Remove price on carbon. Check. Avoid international climate talks. Check. Deny fossil fuel subsidies. Check! This is your captain Tony Abbott speaking, and Australia is cleared for take-off, destination: last century.
Yesterday brought another sensible report from the annoying Nicholas Stern spelling out the economic benefits (not to mention every other benefit) of acting on climate change before it’s too late. But the Abbott government still doesn’t seem convinced — and repeated denials that we are subsidising the fossil fuel industry are killing Australia’s credibility.
Stern’s 2006 report made front-page news around the world as the first attempt to weigh up the costs of action versus the costs of inaction on the climate. The conclusion reached was the obvious one — that acting early is cheaper than acting later — but critics complained that depended heavily on the discount rate used. That is, the rate of return used to calculate long-term costs.
Yesterday’s report by the Global Commission on the Economy and Climate — of which Stern is co-chair — tries to put that argument to bed by reining in the time horizon, pointing out the economic benefits of action are apparent over the short term too and we can have both economic growth and climate risk mitigation together, right now.
Just as nothing will persuade the Michael Smiths of the world that Julia Gillard is innocent, we are well past the point where more evidence will persuade climate sceptics or those vested interests opposing climate action to change their tune.
Particularly in Australia. Abbott just doesn’t want to talk about climate change at all. He wants climate off the G20 agenda. He won’t be going to the climate talks starting in New York next Tuesday, which will be attended by over 100 heads of state, including US President Barack Obama and Indonesian President Susilo Bambang Yudhoyono, as momentum builds for agreement on a new post-Kyoto climate deal in Paris next year. Australia will be represented by Foreign Minister Julie Bishop — at least that’s one better than last year’s Warsaw talks, when Environment Minister Greg Hunt stayed home.

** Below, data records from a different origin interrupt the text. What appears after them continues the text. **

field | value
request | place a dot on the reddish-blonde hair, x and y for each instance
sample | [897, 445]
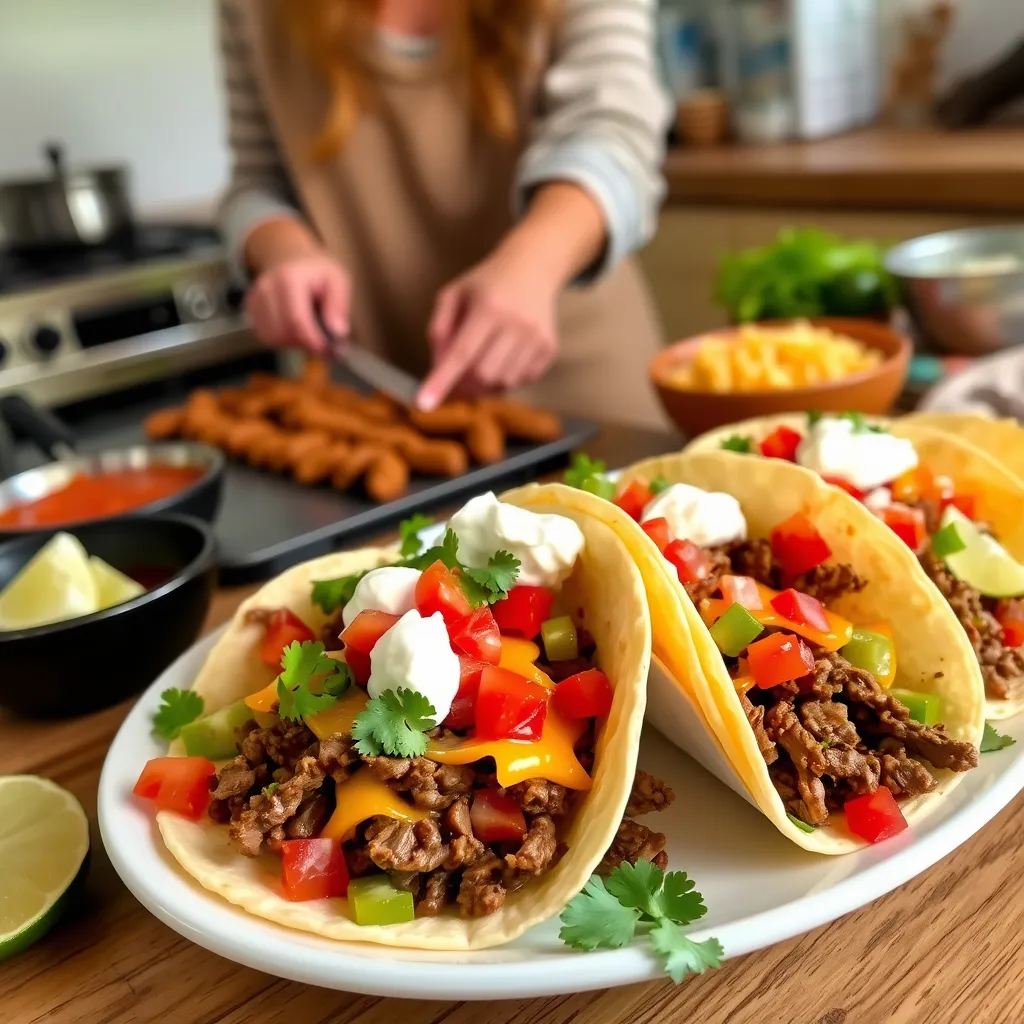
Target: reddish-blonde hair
[488, 45]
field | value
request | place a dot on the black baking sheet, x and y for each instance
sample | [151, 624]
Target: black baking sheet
[268, 522]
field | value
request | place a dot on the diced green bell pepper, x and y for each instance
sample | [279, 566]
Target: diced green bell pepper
[947, 541]
[213, 735]
[734, 630]
[375, 901]
[560, 643]
[924, 708]
[870, 651]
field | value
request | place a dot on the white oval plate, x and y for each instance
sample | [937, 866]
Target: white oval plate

High on the action agenda — for the rest of the world, at least — is abolishing fossil fuel subsidies. Yesterday’s report cites estimates that fossil fuel subsidies are running at US$600 billion a year, far outweighing clean energy subsidies of US$100 billion a year.
The most hardened sceptics must concede there is no reason on earth why the taxpayers of the world should subsidise production of coal, oil and gas to make global warming worse.
Everybody wants fossil fuel subsidies abolished, including the G20, International Monetary Fund, World Bank, Organisation for Economic Co-operation and Development and International Energy Agency.